Texas road fatalities in rural areas reached a record high in 2016, about 2.4 times greater than fatality rates in urban areas, and a potential cause may be the lack of traffic signals at intersections. The joint project will investigate the development of a traffic management system that will be powered using sustainable thermal energy, such as solar or ground-heat, for use in areas beyond the affordable reach of mains electricity.
For the project, SwRI and UTSA propose developing a novel traffic system that would harvest ambient energy as a power source for sensors that would detect traffic and activate warning signage. SwRI’s Dr Jerome Helffrich, an Institute scientist in the Applied Physics Division, and UTSA’s Dr Samer Dessouky, an associate professor in the Department of Civil and Environmental Engineering, will collaborate on the project entitled, ‘Promoting Sustainability and Safety for Texas Rural Roadways through Self-Powered Sensing and Detection Systems’.
“We are excited about collaborating with UTSA to improve Texas roadways,” Helffrich said. “Our work endeavors to combine SwRI’s expertise in sensors and electronics with UTSA’s expertise in electronics, highway construction and management. We plan to develop a traffic sensor that is cheaper and less complex than those typically used.
“This sensor-based system can be implemented in rural areas where costs have discouraged the use of traffic control systems. This idea, if successful, will bring high-tech sensors and warning signage to dangerous intersections in rural areas to reduce crashes, fatalities and operational costs.”
The project will receive US$125,000 in funding through the universities’ mutual Connecting through Research Partnerships (Connect) Program, which enhances scientific collaboration between SwRI and UTSA and increases their research funding base. Since 2010, the joint SwRI-UTSA Connect Program has funded 13 projects.

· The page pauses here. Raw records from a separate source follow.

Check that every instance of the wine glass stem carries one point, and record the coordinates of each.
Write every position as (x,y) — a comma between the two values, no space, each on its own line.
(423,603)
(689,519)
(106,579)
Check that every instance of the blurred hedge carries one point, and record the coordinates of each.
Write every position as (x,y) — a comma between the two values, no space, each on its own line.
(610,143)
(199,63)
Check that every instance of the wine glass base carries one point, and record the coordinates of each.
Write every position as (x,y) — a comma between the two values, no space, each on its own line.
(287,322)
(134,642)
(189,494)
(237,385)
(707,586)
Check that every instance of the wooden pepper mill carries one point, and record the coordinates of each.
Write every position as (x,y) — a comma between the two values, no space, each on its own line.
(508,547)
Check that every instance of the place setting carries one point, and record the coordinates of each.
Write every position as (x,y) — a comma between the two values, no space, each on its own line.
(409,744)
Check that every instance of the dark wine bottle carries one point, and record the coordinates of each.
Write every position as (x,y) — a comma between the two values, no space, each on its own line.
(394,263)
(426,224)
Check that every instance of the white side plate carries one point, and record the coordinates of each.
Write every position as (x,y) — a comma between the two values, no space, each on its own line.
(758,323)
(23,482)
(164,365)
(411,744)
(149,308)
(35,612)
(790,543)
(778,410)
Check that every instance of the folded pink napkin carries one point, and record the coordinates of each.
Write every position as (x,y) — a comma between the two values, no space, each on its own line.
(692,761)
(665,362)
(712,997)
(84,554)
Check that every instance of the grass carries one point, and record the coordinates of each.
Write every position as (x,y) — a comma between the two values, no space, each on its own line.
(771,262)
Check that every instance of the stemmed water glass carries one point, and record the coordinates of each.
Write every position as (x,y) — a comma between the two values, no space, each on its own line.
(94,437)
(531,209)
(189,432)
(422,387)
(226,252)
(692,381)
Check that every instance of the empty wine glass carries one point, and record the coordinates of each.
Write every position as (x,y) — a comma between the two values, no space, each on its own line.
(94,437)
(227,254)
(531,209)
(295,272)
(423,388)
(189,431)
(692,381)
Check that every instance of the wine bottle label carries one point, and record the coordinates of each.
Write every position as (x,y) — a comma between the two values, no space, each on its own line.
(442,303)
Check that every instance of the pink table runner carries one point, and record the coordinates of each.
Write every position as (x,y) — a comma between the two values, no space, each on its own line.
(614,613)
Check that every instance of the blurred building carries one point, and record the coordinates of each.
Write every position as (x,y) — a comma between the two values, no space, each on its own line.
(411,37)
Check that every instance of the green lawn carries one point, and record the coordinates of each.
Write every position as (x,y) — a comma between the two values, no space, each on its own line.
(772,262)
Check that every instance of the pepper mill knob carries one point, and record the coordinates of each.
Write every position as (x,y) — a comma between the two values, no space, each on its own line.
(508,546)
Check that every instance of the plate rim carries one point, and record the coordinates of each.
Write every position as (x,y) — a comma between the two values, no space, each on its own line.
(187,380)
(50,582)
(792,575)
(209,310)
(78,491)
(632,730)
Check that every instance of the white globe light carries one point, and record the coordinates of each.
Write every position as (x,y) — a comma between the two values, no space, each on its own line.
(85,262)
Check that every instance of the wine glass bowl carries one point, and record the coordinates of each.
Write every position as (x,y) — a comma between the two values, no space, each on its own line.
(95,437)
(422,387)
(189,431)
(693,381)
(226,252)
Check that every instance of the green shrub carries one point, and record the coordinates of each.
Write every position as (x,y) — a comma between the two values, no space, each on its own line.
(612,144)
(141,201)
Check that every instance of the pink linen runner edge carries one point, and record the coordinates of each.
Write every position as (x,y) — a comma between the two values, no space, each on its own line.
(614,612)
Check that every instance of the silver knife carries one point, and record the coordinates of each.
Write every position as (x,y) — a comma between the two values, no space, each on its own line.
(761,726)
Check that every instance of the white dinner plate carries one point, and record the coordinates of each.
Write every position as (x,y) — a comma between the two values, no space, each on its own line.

Dr Bernard Arulanandam, interim vice president for research at UTSA, noted, “This chosen project also fits within our developing Smart Cities and Sustainable Communities/Critical Infrastructure research portfolio and will benefit all citizens of Texas and beyond. Open collaboration within our network of research institutions here in San Antonio is key in developing practical solutions to address critical resources and assets.”
SwRI’s executive vice president and COO, Walt Downing, added, “UTSA faculty and graduate students working together with SwRI scientists and engineers will develop innovative technologies to increase public safety.”